The tour was highly successful, and provided a very different and broader view of Fort Vancouver than the visitor gets when viewing the ca. 1845 reconstructed buildings and stockade. The tour began the development of a Public Archaeology program at Fort Vancouver. Now, as one of the many programs at the fort, archeologists and interpreters together tell the story of Fort Vancouver using an archeological perspective. One of the most exciting events is the annual field school. University students from around the nation come to a seven-week dig at the fort site to learn the techniques of archeology. One of the most unique parts of the program is the workshop, given by one of the park’s interpreters, which gives the students some fundamental skills in interpretation. As part of the curriculum the students are required to interpret the dig site to the visiting public. The students report what we are doing, why we are doing it, and what we are finding. It is sometimes daunting to students who are most familiar with dead, static things, to have to interact directly with the interested public, but it is one of the most rewarding parts of the training. It forces student archeologists to explain themselves in terms that are readily understandable and succinct, something that will benefit them long after the shovels and screens are stored and the excavations are backfilled.
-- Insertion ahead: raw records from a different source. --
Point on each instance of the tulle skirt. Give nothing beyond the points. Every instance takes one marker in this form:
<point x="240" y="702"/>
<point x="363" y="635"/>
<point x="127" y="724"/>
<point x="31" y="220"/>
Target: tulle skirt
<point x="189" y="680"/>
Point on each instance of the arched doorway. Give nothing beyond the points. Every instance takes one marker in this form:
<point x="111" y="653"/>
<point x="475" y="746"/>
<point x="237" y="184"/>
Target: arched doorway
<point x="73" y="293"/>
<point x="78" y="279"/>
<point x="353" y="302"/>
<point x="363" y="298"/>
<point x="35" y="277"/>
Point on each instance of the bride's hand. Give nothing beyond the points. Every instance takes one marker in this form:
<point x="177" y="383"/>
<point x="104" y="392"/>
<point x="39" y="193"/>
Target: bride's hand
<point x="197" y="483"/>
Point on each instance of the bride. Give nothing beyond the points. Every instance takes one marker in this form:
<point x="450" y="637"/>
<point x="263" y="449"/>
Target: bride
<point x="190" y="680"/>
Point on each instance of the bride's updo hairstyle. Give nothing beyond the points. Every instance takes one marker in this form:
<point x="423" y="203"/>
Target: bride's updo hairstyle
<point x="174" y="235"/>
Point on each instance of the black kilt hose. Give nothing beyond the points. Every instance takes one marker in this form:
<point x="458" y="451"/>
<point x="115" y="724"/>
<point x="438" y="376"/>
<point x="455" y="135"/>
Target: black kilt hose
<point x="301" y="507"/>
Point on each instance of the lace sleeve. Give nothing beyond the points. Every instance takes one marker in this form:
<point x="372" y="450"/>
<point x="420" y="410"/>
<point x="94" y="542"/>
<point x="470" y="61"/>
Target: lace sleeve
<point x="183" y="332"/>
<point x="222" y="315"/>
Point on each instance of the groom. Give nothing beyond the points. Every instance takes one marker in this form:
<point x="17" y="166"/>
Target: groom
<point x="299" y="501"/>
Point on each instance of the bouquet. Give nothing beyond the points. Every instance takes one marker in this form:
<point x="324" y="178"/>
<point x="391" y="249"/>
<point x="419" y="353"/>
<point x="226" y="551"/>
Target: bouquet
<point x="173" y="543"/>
(photo) Two archeologists helping three children learn to excavate.

Students excavate a site at Fort Vancouver NHS with archeologists. (Douglas C. Wilson)

Another important component of the public archeology program is the Kid’s Digs. Archaeologists and interpreters make mock dig sites in large gray bins. Layers are created to mimic the layers at Fort Vancouver, representing the Hudson’s Bay Company, the U.S. Army, and modern times. Children are given a short talk on archeology at the Fort site and then get to “excavate” the bins, layer by layer, recording their “finds” on forms, and bagging the artifacts. The boundless energy of the children, combined with the love for the field of the professional and student archeologists, and the expertise of the park interpreters creates an amazing synergy. It brings a new perspective to everyone on what we are trying to do and protect at Fort Vancouver. To me the most moving part of the Kid’s Digs program was developed by Interpreter Ed Reidell and Museum Technician Tessa Langford. At the end of the program, the ranger asks the children, “Who owns the artifacts found at Fort Vancouver?” and begins pointing to individual children, parents, and staff. The children uniformly deny that anyone individually owns these artifacts. At that point, the ranger says, “You’re all wrong!” as he points to each one in turn “You own it…and you own it…and you own it…WE ALL OWN IT! It belongs to all of us and to future generations of Americans.” That’s why it’s not OK to pick artifacts up and take them away with you.

Public archeology at Fort Vancouver, through its public tours, public lectures, kid’s digs program, field school, and other programs has brought new energy, new perspectives, and a new appreciation of the cultural resources protected by the National Park Service. The close collaboration between interpreters and cultural resources specialists continues to be a key to the success of the program and has enriched the quality of service and preservation message that we provide to the public.